Statistician here, I thought that you might want to hear a summary of the points I make in the paper (66% probability). And if the argument is right and the universe is filled with uncountable infinite people, then it’s quite likely that an infinite number of people have said nice things about the paper including that it’s beautiful, wonderful, powerful, profound, that it’s fixed their marriage, and that it’s the only thing stopping a nuclear-armed Iran.1
In the paper, I argue for a very modest thesis: that every alternative to the self-indication assumption is crazy and that the main objection to the self-indication assumption is bunk!

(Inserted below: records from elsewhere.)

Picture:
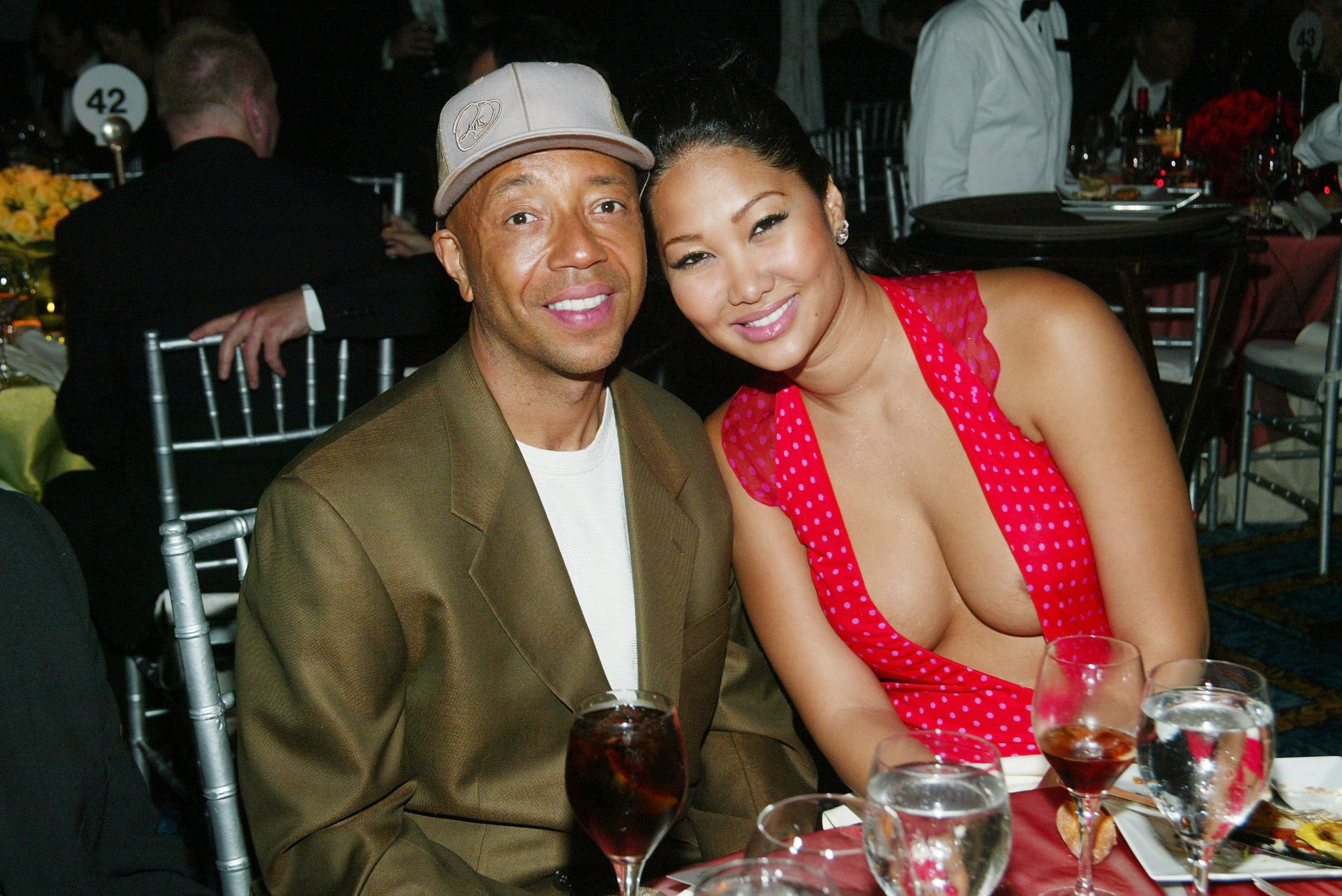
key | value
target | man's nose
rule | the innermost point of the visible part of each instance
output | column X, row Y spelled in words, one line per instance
column 576, row 245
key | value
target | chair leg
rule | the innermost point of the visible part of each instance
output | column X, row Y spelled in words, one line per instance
column 1328, row 465
column 1214, row 466
column 1242, row 483
column 136, row 715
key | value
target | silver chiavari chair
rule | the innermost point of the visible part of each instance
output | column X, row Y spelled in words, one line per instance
column 843, row 149
column 206, row 703
column 394, row 187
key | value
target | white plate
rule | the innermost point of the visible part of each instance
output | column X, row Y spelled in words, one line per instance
column 1163, row 855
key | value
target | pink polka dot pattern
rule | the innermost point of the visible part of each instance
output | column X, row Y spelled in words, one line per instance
column 772, row 447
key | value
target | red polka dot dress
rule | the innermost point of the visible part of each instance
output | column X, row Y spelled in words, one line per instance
column 772, row 447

My argument for the self-indication is simple—every view other than the self-indication assumption implies crazy things. To see this, imagine that Adam is in the garden of Eden but he doesn’t know that he’s the first guy. He knows, however, that the first guy either has one offspring—in which case there are 1 trillion people, as the offspring have offspring—or the first guy has no offspring, in which case it’s just him.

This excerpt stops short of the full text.